Description
In Letter to Poetry, Tom Mandel finds both Rhyme and Reason under the hood of his Coupe de Ville. Rhyme is sometimes played for winks and Reason cloaked in gentle humor (“Maybe more hot air would make it / safe to cross the brink of this thin ice?”), but the undertones are stoic, Talmudic, and wise. Poetry offers Mandel a vast formal, historical, and even autobiographical toolkit. When he writes that a metaphor is “like a noun no longer / used on that occasion,” his words are both wistful and transporting. Poetry was built to perform this task.
— Jean Day
It seems entirely right that Tom Mandel’s LETTER TO POETRY should have been occasioned, in part, by his purposive misremembering of a remark made by Harry Mathews. A dark European stripe runs through the work of both writers, and perhaps only they would contrive to chance upon a ripe clinamen in the Florida Keys. But was the letter answered, the reader inquires? Hell—was it ever! The beguilingly odd works visited upon our correspondent evince a rich, comedic music shot through with moments of stark poignance and reflective beauty.

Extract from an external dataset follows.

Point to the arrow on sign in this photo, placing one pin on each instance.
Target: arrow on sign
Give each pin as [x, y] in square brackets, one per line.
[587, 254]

Tom Mandel is here to fold you into a rhyme; the note on his door reads, “I’ll be back in no time.”
— Miles Champion
Tom Mandel’s poetry moves the reader ever closer to a freedom that can only be found in art.
— Richard Roundy
Tom Mandel’s LETTER TO POETRY hums, rhymes, and spiels in passages dark and dear. It’s as if Byron had passed through postmodernism at warp speed to land in an only slightly recognizable present, tense with chance.
— Charles Bernstein
Author Bio
Tom Mandel was born and grew up in Chicago. He was educated in the city's jazz and blues clubs and at the University of Chicago. He has lived in New York, Paris, San Francisco and Washington DC. He lives in Lewes, Delaware. He is the author of REALISM (Burning Deck, 1991), Letters of the Law (Sun & Moon Press, 2000), TO THE COGNOSCENTI (Atelos, 2006), Erat (Burning Deck Press, 1981), Some Appearances (1987), Central Europe (Coincidence Press, 1985), Ready to Go (Ithaca House, 1981), and other books of poetry, as well as co-author of The Grand Piano. His work has been anthologized in Post-Modern American Poetry: A Norton Anthology, In the American Tree, 49+1: Poètes Americain. as well as multiple volumes of Best American Poetry.